A short introduction
For those of you who need a short introduction on the matter, I offer below a few paragraphs on the CDF experiment, Fermilab, and the Tevatron collider below. Of course, much more information is available from the web sites of these facilities (follow above links), or by just sorting through a number of articles I have written on these topics here or in my former blog.
CDF is a detector that records the outcome of high-energy collision of protons and antiprotons to study the creation of new states of matter, and investigate the physics of the smallest distance scales. Built in the early eighties, and upgraded several times to endow it with cutting-edge technology, CDF has discovered the long-sought top quark in 1994-95, measured for the first time the oscillations of B_s mesons in 2005, and also discovered a number of new composite particles -B baryons, the B_c meson, etcetera. More than 400 scientific papers of the highest quality, often announcing world's best measurements, have been published since the early eighties. If we exclude the "pitch drop experiment", CDF is the longest-lasting physics experiment ever run.
The detector sits underground in a cavern traversed by a circular 6.3 km long tunnel dug under the prairie at Fermilab, a laboratory located 30 miles west of Chicago. The tunnel hosts a particle accelerator, the Tevatron, which is capable of accelerating protons and antiprotons in opposite directions along its circumference, and bring them to collide at the highest energy so far achieved in man-made particle interactions, 2 Tera-electronvolts.

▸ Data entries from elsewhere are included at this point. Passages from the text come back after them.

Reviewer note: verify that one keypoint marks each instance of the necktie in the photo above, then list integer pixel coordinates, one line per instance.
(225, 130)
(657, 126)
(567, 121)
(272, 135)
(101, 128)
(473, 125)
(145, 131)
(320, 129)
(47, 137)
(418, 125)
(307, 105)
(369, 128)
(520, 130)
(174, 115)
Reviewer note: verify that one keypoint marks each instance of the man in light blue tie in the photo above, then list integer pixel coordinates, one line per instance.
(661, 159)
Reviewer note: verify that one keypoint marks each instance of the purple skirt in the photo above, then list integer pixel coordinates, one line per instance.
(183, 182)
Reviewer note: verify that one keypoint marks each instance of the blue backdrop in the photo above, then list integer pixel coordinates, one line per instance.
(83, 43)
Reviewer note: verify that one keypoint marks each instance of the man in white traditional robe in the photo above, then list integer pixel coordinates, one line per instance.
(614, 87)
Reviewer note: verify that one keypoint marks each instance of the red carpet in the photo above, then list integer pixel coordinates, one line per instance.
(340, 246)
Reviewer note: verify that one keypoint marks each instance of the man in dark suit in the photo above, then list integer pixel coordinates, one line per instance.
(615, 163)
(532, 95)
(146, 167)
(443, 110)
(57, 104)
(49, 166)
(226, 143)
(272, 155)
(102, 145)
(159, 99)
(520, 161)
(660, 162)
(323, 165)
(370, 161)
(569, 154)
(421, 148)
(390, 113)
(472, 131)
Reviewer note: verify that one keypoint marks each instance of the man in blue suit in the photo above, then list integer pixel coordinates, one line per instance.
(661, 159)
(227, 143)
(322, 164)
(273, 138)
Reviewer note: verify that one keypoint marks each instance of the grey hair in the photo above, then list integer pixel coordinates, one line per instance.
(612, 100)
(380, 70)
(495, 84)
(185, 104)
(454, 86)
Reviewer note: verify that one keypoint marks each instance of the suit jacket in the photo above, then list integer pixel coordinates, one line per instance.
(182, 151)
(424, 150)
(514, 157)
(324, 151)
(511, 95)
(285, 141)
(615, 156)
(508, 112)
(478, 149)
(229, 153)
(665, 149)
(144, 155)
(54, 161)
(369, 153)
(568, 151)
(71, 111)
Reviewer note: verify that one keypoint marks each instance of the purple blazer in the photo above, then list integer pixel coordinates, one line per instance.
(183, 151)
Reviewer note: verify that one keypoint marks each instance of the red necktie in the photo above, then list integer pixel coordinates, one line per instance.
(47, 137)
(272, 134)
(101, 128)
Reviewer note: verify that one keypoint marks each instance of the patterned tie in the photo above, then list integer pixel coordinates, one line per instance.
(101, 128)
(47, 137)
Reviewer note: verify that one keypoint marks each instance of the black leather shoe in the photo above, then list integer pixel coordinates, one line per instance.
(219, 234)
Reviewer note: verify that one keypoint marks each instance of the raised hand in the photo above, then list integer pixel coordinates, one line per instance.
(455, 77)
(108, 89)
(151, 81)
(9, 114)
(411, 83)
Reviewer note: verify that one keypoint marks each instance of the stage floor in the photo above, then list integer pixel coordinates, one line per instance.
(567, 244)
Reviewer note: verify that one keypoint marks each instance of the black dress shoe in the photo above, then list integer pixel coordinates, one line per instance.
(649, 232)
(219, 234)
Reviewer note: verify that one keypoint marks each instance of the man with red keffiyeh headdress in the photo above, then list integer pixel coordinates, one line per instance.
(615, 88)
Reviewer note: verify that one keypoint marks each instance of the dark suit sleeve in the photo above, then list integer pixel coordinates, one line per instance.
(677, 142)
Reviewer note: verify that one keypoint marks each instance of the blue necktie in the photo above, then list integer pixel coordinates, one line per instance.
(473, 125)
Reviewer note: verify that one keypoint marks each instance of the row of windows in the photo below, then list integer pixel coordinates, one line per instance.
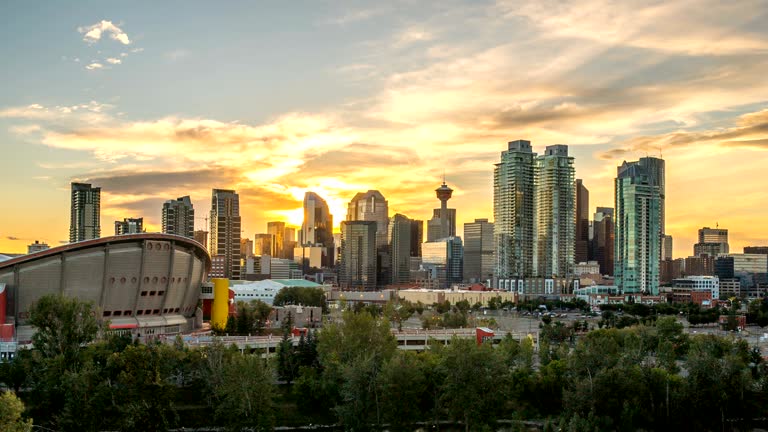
(163, 280)
(143, 312)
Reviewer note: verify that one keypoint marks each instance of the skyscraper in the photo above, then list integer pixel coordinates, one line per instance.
(478, 250)
(225, 230)
(417, 237)
(443, 222)
(129, 226)
(581, 247)
(444, 260)
(201, 236)
(712, 241)
(277, 230)
(317, 229)
(555, 212)
(666, 247)
(513, 211)
(357, 268)
(400, 249)
(85, 215)
(179, 217)
(638, 225)
(372, 206)
(262, 244)
(603, 239)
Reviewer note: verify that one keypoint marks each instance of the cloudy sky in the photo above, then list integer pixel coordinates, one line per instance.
(155, 100)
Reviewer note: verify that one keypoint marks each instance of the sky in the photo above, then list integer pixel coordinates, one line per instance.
(157, 100)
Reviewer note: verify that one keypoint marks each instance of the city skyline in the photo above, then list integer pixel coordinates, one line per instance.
(385, 108)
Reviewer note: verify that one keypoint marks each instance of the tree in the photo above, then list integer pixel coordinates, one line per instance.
(11, 409)
(402, 386)
(64, 325)
(472, 373)
(244, 397)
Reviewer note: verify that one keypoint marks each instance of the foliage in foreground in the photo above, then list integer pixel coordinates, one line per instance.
(636, 378)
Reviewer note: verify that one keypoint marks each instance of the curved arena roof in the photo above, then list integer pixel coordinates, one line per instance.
(136, 280)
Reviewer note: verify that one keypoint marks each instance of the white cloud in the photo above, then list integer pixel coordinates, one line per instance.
(93, 33)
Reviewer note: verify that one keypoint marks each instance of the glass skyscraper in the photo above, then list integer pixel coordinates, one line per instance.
(225, 231)
(639, 222)
(555, 212)
(513, 211)
(357, 266)
(85, 215)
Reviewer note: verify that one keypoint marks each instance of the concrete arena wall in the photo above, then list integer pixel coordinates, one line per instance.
(140, 277)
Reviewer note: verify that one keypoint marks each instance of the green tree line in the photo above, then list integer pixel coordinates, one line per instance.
(350, 372)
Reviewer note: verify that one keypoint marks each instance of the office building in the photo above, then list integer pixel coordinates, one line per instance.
(603, 239)
(514, 211)
(85, 215)
(581, 247)
(317, 229)
(478, 251)
(246, 248)
(761, 250)
(201, 236)
(712, 241)
(277, 231)
(179, 217)
(357, 266)
(372, 206)
(37, 247)
(443, 259)
(638, 226)
(129, 226)
(555, 213)
(666, 247)
(263, 244)
(400, 248)
(225, 231)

The Tevatron is not the only accelerator at Fermilab: before particles get injected inside the Tevatron ring, they have to be produced, accumulated, and transferred through a series of other machines. In the aerial picture below you can see that the Tevatron ring is in fact flanked by an oval almost as large, the Main Injector. Other machines cannot be made out by a bird's eye view, but they are all essential to the functioning of the whole system.
By studying the most energetic collisions between protons and antiprotons the CDF experiment (and its brother DZERO, which sits on the opposite side of the ring) hopes to gain access to new phenomena, which might deepen our understanding of subnuclear physics as well as the universe. But we not only need high energy to search for those new phenomena: the challenge is to collect as much data as possible, because the most interesting collisions are also the most rare.
A parameter enshrines the capability of a collider to produce more data: it is called "instantaneous luminosity", and it can be roughly described as the product of the number of protons and antiprotons circulating in the beam every second, divided by the size of the region where they are brought to intersect. Since the Tevatron orbits billions of particles at the speed of light, and squeezes them along micrometric paths, instantaneous luminosity is a very big number when expressed in macroscopic units, centimeters and seconds: the record luminosity ever achieved at a collider for protons and antiprotons is now , a number with thirty-three digits.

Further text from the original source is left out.